NOTE ABOUT FORWARD-LOOKING STATEMENTS

This document includes forward-looking statements within the meaning of the Private Securities Litigation Reform Act of 1995 about our planned recapitalization and how it is expected to affect Googlers. These forward-looking statements are based on current expectations and assumptions that are subject to risks and uncertainties, which could cause our actual results to differ materially from those reflected in the forward-looking statements. Factors that could affect our expectations and assumptions include, among others, the outcome of the stockholder vote to authorize the creation of the Class C stock, the timing of the Board’s declaration of the stock dividend, the final allocation of the strike price under outstanding employee stock options between the Class A stock and the Class C stock to which option holders may be entitled and actual trading prices for the Class A and Class C stock following the stock dividend.

ADDITIONAL INFORMATION AND WHERE TO FIND IT

This site may be deemed to be solicitation material in respect of the solicitation of proxies from stockholders for Google’s 2012 annual meeting of stockholders (“2012 Annual Meeting”). Google intends to file with the Securities and Exchange Commission (the “SEC”) and make available to the stockholders of Google of record on April 23, 2012 a proxy statement containing important information about the proposed creation of a new class of stock (the “Proposal”) and certain other matters to be considered by the stockholders of Google at its 2012 Annual Meeting. BEFORE MAKING ANY VOTING DECISION, GOOGLE’S STOCKHOLDERS ARE URGED TO READ THE PROXY STATEMENT (INCLUDING ANY AMENDMENTS OR SUPPLEMENTS THERETO) WHEN IT BECOMES AVAILABLE CAREFULLY AND IN ITS ENTIRETY BECAUSE IT WILL CONTAIN IMPORTANT INFORMATION ABOUT THE PROPOSAL AND CERTAIN OTHER MATTERS TO BE CONSIDERED AT THE 2012 ANNUAL MEETING.

Investors will be able to obtain the proxy statement and other relevant materials, when available, free of charge at the SEC’s website (http://www.sec.gov).
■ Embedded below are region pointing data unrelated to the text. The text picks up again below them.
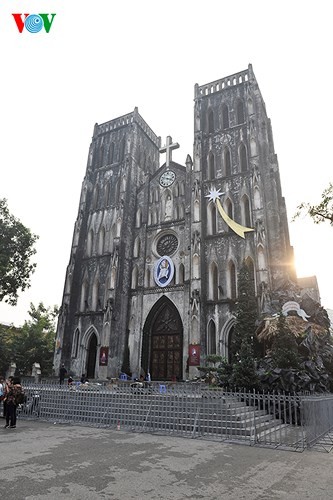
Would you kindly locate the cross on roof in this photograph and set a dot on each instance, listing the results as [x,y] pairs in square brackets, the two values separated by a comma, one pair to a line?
[168,148]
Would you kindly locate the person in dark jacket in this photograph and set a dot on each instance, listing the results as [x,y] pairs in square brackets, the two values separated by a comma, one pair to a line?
[62,374]
[13,389]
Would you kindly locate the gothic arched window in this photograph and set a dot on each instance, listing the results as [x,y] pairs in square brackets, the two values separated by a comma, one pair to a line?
[213,282]
[122,150]
[211,166]
[232,284]
[227,162]
[211,338]
[181,274]
[211,214]
[210,121]
[246,215]
[225,116]
[137,245]
[135,277]
[75,345]
[240,116]
[101,240]
[90,243]
[242,158]
[229,210]
[111,153]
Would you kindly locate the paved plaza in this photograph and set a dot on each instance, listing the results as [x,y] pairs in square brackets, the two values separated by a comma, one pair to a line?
[41,460]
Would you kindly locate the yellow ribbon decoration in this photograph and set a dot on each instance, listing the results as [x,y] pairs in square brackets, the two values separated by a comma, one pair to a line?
[237,228]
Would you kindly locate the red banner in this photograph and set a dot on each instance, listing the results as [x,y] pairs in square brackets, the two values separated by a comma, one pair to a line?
[103,356]
[194,355]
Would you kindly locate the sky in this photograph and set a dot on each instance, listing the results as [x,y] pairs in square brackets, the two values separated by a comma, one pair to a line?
[101,59]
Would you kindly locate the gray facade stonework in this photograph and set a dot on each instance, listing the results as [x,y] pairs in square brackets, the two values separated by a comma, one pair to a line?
[116,314]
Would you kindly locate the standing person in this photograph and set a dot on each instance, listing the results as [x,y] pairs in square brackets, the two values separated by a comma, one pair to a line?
[7,385]
[2,391]
[62,374]
[14,388]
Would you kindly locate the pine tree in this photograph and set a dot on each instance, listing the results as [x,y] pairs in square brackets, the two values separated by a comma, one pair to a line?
[244,375]
[246,313]
[284,351]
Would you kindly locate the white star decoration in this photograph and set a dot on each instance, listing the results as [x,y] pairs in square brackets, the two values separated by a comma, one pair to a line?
[213,194]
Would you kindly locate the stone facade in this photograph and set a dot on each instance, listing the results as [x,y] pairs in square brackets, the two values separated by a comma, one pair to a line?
[153,265]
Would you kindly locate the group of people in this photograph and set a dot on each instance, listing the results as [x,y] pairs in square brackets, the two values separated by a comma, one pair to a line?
[10,391]
[70,380]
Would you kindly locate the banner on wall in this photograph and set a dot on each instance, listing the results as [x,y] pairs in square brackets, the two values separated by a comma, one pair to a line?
[103,356]
[194,355]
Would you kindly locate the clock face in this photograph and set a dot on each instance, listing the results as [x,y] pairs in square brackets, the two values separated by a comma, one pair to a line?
[167,178]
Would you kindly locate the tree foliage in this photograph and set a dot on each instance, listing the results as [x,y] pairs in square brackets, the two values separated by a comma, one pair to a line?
[284,351]
[16,250]
[246,312]
[321,212]
[34,342]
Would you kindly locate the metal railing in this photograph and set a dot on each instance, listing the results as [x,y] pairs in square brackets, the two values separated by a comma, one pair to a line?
[318,420]
[187,410]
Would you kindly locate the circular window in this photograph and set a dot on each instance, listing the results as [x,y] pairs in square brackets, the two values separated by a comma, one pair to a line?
[167,244]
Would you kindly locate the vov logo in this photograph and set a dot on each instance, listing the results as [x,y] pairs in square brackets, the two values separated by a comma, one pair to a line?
[33,23]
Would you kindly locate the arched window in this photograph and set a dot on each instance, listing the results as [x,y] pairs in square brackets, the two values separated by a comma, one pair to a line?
[84,296]
[256,198]
[228,207]
[196,211]
[225,116]
[147,278]
[107,194]
[242,158]
[250,106]
[250,266]
[75,345]
[95,197]
[138,218]
[210,121]
[95,292]
[211,166]
[211,338]
[137,245]
[253,147]
[232,284]
[90,243]
[245,208]
[240,116]
[213,282]
[101,240]
[227,162]
[111,153]
[135,278]
[181,274]
[261,258]
[101,156]
[122,150]
[211,214]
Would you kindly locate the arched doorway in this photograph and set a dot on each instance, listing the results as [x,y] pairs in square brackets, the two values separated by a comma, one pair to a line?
[91,356]
[162,349]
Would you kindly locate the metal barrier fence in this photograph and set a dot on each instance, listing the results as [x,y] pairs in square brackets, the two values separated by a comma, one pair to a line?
[318,420]
[186,410]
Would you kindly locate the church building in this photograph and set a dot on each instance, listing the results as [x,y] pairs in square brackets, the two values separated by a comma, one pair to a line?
[151,283]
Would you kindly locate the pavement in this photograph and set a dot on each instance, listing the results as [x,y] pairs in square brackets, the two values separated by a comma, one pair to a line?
[42,460]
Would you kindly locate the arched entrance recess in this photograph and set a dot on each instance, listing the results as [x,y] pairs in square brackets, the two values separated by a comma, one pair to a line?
[91,356]
[162,348]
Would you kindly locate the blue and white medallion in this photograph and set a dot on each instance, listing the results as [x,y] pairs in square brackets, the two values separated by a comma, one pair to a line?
[164,271]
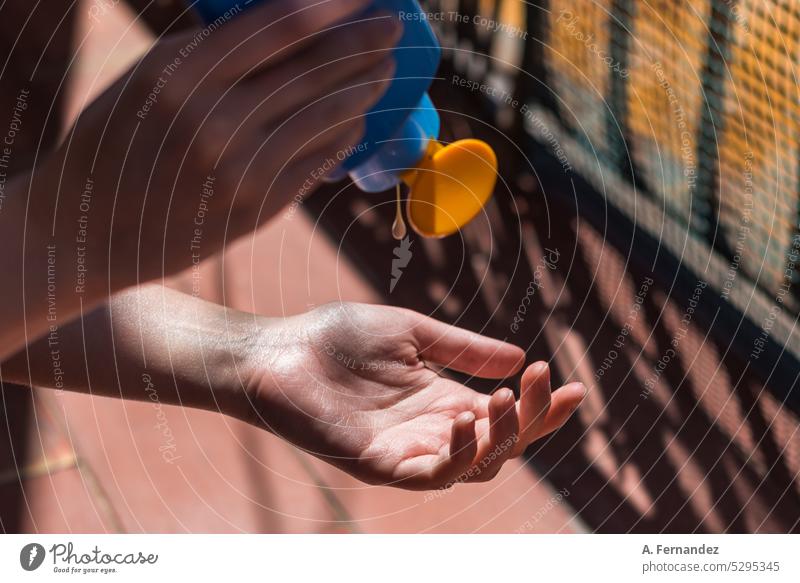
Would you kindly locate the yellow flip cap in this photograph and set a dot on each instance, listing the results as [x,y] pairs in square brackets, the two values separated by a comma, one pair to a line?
[450,186]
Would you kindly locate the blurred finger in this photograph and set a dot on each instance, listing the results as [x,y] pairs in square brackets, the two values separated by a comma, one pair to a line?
[272,32]
[463,441]
[503,434]
[534,399]
[564,402]
[328,66]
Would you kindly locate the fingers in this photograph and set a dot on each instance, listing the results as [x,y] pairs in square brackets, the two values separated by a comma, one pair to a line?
[327,66]
[340,106]
[534,398]
[465,351]
[272,32]
[503,433]
[564,403]
[463,441]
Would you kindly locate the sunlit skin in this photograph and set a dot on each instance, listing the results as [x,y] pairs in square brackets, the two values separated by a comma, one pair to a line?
[359,386]
[255,107]
[360,391]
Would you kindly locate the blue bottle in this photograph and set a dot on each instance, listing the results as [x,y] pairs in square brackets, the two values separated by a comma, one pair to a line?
[448,185]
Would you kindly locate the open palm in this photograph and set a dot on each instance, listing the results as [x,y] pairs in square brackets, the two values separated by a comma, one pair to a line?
[359,386]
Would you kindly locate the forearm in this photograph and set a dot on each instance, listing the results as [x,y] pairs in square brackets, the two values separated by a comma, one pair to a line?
[152,343]
[37,293]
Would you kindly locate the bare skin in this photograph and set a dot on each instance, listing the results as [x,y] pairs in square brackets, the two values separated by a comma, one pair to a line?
[352,384]
[255,108]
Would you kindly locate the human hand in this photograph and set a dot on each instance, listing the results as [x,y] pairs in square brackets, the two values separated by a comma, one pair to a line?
[208,136]
[352,384]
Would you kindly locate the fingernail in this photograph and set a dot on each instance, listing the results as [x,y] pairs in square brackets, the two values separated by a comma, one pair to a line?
[467,417]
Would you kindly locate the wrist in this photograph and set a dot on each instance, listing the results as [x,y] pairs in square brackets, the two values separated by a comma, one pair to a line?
[272,354]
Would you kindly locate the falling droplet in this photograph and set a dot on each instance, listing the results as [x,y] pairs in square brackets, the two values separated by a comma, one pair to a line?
[399,225]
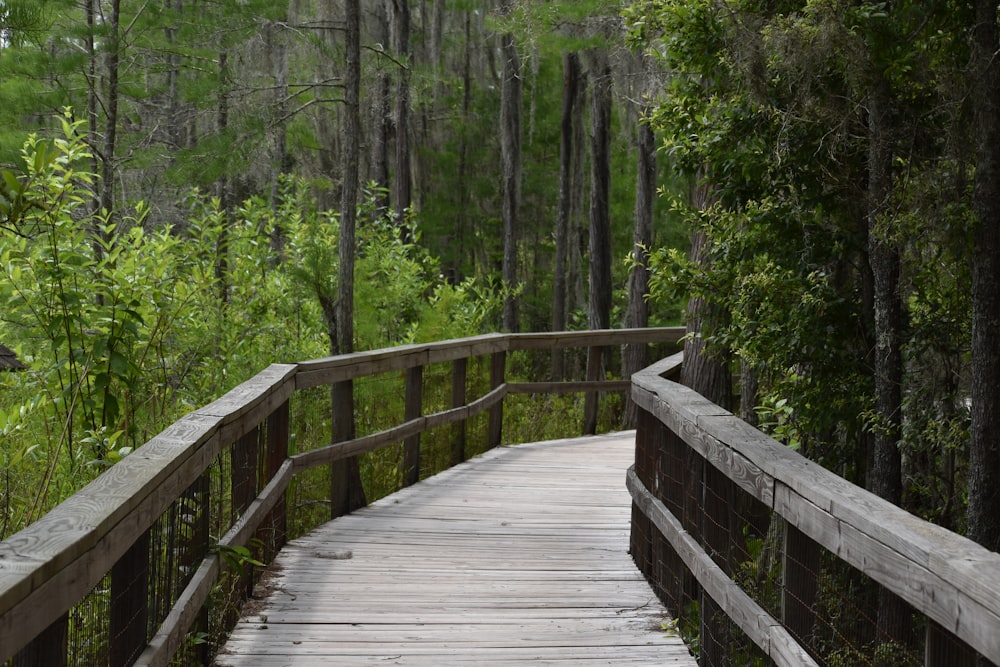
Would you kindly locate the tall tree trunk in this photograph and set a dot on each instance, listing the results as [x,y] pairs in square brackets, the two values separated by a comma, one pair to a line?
[510,148]
[571,78]
[705,370]
[600,198]
[110,147]
[637,316]
[578,195]
[347,493]
[983,514]
[600,226]
[885,476]
[93,89]
[402,192]
[223,189]
[279,143]
[381,119]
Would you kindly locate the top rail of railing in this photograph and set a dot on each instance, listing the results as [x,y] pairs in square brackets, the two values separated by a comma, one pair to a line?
[951,581]
[101,536]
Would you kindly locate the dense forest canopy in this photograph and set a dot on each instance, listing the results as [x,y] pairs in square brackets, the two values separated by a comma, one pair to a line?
[193,190]
[828,208]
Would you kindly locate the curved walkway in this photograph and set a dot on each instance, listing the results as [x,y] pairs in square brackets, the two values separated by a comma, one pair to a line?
[517,556]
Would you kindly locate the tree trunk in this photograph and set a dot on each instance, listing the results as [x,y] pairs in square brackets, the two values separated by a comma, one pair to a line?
[983,514]
[637,316]
[347,493]
[571,78]
[600,192]
[402,191]
[223,189]
[109,148]
[381,118]
[577,219]
[510,148]
[705,370]
[600,228]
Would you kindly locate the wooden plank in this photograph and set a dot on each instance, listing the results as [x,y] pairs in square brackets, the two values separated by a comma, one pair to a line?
[941,574]
[751,618]
[471,565]
[361,364]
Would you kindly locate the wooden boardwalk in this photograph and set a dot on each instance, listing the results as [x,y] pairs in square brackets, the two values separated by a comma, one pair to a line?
[517,556]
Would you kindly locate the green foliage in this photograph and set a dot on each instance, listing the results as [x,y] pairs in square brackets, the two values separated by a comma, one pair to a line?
[125,328]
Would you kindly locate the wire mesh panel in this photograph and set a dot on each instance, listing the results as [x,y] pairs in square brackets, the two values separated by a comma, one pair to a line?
[745,566]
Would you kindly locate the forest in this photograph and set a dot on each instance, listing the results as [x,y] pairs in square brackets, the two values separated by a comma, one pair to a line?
[192,190]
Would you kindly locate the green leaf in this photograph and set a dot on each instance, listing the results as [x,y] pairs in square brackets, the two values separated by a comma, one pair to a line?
[118,363]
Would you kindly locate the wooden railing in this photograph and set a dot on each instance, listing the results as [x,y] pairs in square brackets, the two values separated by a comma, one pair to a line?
[132,559]
[767,558]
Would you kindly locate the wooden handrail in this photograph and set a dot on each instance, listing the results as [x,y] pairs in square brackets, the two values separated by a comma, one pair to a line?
[49,566]
[948,578]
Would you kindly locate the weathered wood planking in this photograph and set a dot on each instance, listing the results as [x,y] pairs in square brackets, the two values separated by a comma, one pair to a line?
[48,566]
[518,555]
[362,364]
[941,574]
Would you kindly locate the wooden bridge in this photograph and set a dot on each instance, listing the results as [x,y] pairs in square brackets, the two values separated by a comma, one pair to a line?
[758,555]
[517,555]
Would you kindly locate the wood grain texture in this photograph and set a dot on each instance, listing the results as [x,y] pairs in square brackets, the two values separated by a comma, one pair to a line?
[758,625]
[952,580]
[519,555]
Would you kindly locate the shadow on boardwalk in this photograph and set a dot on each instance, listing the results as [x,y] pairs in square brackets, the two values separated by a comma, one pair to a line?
[517,556]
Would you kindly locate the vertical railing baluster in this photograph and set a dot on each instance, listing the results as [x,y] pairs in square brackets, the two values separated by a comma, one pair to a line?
[48,649]
[595,363]
[498,371]
[459,378]
[129,604]
[244,490]
[412,410]
[798,592]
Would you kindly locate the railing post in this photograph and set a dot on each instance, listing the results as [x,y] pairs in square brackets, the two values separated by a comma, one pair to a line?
[798,592]
[943,649]
[412,410]
[274,529]
[498,370]
[244,488]
[129,603]
[459,377]
[346,491]
[47,649]
[595,364]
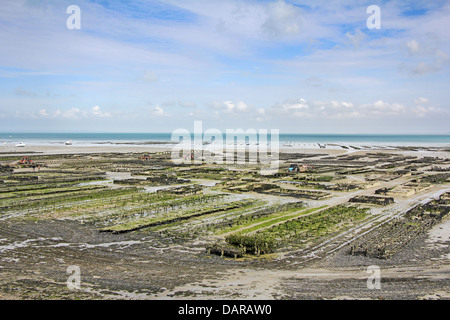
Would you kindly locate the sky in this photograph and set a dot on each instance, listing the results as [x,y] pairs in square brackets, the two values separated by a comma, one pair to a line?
[310,66]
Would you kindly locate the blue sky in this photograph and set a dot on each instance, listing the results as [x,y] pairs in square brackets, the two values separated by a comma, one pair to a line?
[155,66]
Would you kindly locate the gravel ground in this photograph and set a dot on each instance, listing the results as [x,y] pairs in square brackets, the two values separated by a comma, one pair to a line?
[34,257]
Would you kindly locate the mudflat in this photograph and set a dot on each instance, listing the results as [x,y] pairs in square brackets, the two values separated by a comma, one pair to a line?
[137,226]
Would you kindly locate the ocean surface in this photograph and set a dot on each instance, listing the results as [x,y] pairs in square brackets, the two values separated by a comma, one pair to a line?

In addition, documents filed with the SEC by Google, including the proxy statement when available, and the Annual Report on Form 10-K for the year ended December 31, 2011, will be available free of charge from Google, at Google’s website (http://www.google.com) or by writing to Google Inc., 1600 Amphitheatre Parkway, Mountain View, CA 94043, Attn: Corporate Secretary.

PARTICIPANTS IN THE SOLICITATION

Google and its directors, nominees, and executive officers may be deemed to be participants in the solicitation of proxies from Google’s stockholders with respect to the matters to be considered at the 2012 Annual Meeting, including the Proposal. Information regarding the names, affiliations, and direct or indirect interests (by security holdings or otherwise) of these persons will be described in the proxy statement to be filed with the SEC.